An elevated driver and front passenger seats ensure good all round visibility and give the vehicle that all important SUV feel that new car buyers are so desperate for. The Q2 offers up to 1,050 litres of cargo space when the rear bench seat is folded down, an impressive figure givens for the vehicles modest footprint.
Apple CarPlay and Android Auto interfaces are standard, while Q2 tech loving buyers can option for a hefty $3,500 Audi’s Virtual Cockpit and navigation plus system. Virtual cockpit is built around a large 12.3-inch high-definition digital display that replaces the standard instrument cluster.
Among its bag of tricks are customisable displays of navigation information, trip data, speedometer and tachometer. The optional Head-up display projects driver- relevant data as coloured graphics onto a glass panel in the driver’s direct field of vision, so their eyes do not deviate from the road ahead. This is a good thing for their safety and that of other road users.
Buyers wanting to express their individuality will love how easy it is to personalize their Q2, and really stand out from the automotive masses. This vehicle allows them to do that in a variety of ways with a selection of 11 colour palates, five alloy wheel designs and four additional contrast colour C-Pillar blades. Vibrant tones such as yellow, orange and red are available for inlay sections of the seats and contrast stitching.

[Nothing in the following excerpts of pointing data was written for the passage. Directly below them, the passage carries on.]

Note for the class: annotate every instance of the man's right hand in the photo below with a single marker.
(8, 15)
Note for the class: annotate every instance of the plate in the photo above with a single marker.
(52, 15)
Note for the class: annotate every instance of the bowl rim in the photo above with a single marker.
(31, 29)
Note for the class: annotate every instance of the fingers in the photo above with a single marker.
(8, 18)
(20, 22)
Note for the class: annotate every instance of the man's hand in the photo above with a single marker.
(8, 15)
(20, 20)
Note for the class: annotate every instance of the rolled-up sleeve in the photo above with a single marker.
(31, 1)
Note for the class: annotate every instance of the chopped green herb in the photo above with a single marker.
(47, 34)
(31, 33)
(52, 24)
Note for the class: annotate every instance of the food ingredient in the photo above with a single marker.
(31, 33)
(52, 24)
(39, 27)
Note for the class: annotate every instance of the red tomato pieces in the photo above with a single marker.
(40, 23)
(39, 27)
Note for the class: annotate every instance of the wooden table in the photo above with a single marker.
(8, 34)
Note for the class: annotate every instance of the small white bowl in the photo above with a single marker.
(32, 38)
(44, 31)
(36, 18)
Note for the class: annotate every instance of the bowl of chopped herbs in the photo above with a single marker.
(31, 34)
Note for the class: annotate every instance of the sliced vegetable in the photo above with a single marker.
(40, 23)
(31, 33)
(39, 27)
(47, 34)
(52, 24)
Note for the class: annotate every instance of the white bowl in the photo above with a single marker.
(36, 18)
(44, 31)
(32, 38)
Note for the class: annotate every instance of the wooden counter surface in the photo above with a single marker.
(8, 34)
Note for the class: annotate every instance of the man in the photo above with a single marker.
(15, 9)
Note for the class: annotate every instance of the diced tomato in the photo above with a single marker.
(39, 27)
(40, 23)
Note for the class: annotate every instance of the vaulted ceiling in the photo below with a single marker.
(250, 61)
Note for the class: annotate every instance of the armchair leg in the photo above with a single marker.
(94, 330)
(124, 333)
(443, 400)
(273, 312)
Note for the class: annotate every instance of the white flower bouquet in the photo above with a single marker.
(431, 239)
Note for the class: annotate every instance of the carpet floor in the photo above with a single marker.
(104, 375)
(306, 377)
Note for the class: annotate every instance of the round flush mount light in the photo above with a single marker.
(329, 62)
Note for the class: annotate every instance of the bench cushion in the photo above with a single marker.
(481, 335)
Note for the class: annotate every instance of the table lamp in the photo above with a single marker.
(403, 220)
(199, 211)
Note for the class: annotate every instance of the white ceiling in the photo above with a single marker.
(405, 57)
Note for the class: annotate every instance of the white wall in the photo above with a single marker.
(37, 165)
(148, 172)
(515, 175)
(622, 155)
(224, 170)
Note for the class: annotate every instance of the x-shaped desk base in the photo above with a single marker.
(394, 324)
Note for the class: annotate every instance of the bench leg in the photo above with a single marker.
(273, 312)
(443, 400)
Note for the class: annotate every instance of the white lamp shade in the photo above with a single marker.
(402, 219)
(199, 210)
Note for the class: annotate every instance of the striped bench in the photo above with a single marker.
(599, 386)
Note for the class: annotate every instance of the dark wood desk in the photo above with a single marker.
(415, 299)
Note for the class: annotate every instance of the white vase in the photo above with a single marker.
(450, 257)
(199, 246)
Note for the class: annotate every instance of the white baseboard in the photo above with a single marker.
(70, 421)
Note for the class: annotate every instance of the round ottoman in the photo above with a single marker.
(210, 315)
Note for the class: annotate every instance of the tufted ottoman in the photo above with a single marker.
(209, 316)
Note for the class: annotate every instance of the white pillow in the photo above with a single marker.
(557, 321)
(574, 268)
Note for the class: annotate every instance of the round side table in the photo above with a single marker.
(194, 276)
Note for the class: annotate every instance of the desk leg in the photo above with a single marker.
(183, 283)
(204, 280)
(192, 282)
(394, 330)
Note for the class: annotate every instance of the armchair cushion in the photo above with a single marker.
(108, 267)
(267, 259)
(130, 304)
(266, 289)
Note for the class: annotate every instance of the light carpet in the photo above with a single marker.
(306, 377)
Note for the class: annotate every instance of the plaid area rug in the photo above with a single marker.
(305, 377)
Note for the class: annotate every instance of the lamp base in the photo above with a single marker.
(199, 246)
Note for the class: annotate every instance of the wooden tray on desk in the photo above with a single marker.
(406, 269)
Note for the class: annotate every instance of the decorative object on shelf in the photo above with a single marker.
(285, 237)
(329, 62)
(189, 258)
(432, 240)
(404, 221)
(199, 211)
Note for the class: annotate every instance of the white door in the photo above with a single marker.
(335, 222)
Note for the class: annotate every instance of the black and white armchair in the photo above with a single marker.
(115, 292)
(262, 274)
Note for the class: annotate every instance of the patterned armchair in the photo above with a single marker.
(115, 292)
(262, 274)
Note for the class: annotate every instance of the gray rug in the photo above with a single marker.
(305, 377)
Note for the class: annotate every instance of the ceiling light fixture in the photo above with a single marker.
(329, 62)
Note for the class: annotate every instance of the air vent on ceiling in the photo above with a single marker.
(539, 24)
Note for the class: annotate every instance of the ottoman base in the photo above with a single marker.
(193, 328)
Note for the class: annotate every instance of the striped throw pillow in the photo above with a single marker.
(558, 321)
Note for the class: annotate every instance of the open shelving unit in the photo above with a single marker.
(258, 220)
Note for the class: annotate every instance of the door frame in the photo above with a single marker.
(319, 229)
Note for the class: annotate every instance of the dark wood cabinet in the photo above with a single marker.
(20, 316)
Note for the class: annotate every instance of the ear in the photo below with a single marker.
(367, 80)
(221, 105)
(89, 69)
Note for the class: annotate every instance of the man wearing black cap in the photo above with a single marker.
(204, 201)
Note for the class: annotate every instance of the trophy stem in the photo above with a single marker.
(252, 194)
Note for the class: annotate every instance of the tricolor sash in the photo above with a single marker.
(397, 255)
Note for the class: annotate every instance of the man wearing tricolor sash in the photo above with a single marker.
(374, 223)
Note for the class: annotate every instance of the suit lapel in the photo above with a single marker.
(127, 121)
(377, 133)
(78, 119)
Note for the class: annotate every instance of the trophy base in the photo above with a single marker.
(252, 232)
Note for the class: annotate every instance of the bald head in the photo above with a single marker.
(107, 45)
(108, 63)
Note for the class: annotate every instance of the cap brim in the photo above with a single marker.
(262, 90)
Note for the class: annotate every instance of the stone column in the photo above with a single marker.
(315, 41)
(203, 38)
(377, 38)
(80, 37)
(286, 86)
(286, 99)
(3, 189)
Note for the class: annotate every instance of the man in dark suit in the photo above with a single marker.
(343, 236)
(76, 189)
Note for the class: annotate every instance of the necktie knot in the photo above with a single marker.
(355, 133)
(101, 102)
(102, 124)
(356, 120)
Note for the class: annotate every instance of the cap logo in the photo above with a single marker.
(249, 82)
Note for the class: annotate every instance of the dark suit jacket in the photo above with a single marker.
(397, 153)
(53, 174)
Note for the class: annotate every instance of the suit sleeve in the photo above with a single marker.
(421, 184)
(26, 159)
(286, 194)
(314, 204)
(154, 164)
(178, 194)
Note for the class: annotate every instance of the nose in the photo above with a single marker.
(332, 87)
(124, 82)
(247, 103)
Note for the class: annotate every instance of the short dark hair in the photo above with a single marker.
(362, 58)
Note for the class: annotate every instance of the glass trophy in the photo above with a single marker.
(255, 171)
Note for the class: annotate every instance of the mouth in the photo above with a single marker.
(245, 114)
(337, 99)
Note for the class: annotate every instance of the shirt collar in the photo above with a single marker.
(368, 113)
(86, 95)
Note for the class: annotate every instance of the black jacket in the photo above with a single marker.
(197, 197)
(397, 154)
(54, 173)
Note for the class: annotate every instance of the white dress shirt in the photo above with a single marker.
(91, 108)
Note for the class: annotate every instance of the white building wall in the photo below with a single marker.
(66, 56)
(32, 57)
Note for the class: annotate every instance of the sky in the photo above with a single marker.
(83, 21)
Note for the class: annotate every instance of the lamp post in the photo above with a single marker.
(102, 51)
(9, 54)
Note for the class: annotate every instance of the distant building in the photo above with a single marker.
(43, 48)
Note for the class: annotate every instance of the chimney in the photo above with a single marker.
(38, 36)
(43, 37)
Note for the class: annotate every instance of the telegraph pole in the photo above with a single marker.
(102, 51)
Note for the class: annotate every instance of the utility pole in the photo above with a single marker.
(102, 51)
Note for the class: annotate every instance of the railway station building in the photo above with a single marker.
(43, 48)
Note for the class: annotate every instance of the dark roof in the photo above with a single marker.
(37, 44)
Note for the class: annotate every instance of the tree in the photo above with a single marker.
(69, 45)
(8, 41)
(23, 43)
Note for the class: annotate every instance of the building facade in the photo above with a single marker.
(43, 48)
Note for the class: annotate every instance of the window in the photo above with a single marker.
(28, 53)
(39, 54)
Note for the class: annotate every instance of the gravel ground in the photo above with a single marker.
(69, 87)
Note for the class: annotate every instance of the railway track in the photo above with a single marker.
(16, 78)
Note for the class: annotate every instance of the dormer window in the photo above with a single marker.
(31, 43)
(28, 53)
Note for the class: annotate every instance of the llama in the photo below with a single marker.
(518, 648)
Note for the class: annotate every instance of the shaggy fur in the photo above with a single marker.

Remarkably, the compact Q2 inherits much the same first class ride and road holding characteristics of much larger and more substantial members of the Audi family. Initially the low speed ride does appear a touch on the staunch unyielding side of the ride comfort spectrum. However, it still manages to negotiate most bumps and potholes without the suspension sounding like a large bass drum. Road holding is a genuine strength and top shelf material for a small premium priced urban SUV. When hounded hard over undulating terrain or through demanding curves the Q2 hugs the road with grizzly bear like power and intensity, but without the bad breath of grizzly.
Whats the verdict? Classy and refined compact urban SUV at a premium price, better value for money offerings in this market segment.